Some people who resist vaccines say they aren't against them on principle, they just think there are too many given too quickly. The poor kids, goes this line of thought. Their little immature immune systems just can't keep up! Dr. Mark Crislip, writing on Science-Based Medicine, explores the illogic of that viewpoint:
From my perspective the paltry quantity of antigens children receive with the vaccine schedule are, when compared to the enormity of antigens in the environment, a rounding error. We are awash in bacteria, fungi, viruses and an enormous number of environmental organisms. I think of each of us like Pig-Pen, but instead of dirt, we are in a cloud of micro-organisms....
You've heard about the clean world hypothesis, right? Kids whose parents try to keep them in a clean bubble are more likely to get asthma, among other things:
In the [New England Journal of Medicine] study they surveyed the bedding and dust for microorganisms in the environment of children who live on farms and those that live in an urban environment. They did both microbiology counts and molecular methods to evaluate the number of organisms in the environment.

Kids on farms live in a haze of bacteria and fungi at levels far higher than their urban counterparts and to their benefit....
According to the NEJM study, the farm kids had significantly lower levels of asthma and atopy (extreme allergies). Crislip continues:
The world is a crowded place at the level of the microorganism and we have evolved to respond to that crowding from birth. Not just respond, but we need to be exposed to these antigens....

One would wonder if vaccines, in our ever so clean modern environment, could not only protect against the plagues of the past, but be a surrogate for our former environmental exposure to microbial squalor?
And then he cites a study that found vaccinated kids had lower rates of asthma and atopy.

Obviously, vaccinations need their own PR campaign, or perhaps a brainless celebrity like Jenny McCarthy to get them onto the home page of the Huffington Post once a week or so.

Or maybe vaccinations could be more successfully legislated. How to could our government go about requiring vaccines? Schools are supposed to require their use, but it's way too easy to get out of it by objecting, plus many anti-vaxers home school.

There was news recently of a group of doctors in Denver who announced to their patients that unvaccinated children would not be allowed to wait in the waiting room, because they endangered other patients. They caught a lot of flak about it.

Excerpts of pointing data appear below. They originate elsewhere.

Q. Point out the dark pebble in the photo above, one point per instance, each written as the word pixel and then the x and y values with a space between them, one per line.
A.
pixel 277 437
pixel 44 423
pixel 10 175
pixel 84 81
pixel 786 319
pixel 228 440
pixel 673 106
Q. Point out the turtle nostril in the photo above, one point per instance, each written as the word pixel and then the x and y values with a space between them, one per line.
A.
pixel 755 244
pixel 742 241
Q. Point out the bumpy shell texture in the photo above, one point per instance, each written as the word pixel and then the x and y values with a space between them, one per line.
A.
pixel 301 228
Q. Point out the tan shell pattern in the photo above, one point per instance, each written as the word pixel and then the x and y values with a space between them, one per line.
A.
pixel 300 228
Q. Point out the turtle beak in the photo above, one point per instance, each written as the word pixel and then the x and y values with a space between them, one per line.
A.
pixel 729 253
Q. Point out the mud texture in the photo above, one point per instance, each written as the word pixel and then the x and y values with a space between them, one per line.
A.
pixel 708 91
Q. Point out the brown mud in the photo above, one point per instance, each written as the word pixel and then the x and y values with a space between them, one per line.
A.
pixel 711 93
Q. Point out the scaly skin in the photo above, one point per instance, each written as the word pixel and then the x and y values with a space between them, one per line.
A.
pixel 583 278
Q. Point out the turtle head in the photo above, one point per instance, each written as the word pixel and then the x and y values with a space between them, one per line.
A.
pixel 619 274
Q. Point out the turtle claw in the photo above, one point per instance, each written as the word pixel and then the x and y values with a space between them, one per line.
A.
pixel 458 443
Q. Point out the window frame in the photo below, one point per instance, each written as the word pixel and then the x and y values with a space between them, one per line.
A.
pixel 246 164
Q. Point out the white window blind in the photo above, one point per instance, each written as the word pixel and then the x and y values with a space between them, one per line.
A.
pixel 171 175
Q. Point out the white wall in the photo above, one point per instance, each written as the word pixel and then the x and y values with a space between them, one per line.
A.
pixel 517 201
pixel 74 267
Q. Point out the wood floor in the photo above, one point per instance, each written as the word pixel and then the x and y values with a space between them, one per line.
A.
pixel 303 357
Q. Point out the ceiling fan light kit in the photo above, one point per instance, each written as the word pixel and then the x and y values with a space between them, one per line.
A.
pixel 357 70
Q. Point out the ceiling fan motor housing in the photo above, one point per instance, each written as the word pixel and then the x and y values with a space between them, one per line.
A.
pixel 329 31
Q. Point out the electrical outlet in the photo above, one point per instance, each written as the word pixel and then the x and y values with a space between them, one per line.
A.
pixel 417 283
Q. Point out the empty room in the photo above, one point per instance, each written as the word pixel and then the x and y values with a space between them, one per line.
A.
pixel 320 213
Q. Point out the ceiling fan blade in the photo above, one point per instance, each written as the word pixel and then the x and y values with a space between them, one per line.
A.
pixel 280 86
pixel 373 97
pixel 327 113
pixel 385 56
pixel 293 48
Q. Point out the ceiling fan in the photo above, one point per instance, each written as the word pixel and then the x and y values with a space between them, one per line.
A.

Cory Doctorow on boingboing.net recently threw out this idea: Parents who won't vaccinate their children should pay higher insurance premiums. The 231 comments on the post included things like this: "Wow, Cory, I wouldn't have taken you for the big brother type. I'll take the risk of disease over the risk of having the government dictate my medical treatments any day."

I'm afraid the most effective way to get almost everyone to vaccinate is for us all to watch a bunch of kids be killed or maimed by an infectious disease that could have been prevented with immunization. I know that's pretty terrible even to think of. But it might happen, at the rate we're going with vaccination rates in this country.

2 comments:

Linda Myers said...

Interesting comments. Thanks for posting this.

Barbara said...

Of the 10 deaths in California last fall from whooping cough, several were infants too young to vaccinate. Infants MUST count on the herd immunity, and the herd failed to immunize itself. I'm guessing that 10 deaths is not yet enough for strong intervention.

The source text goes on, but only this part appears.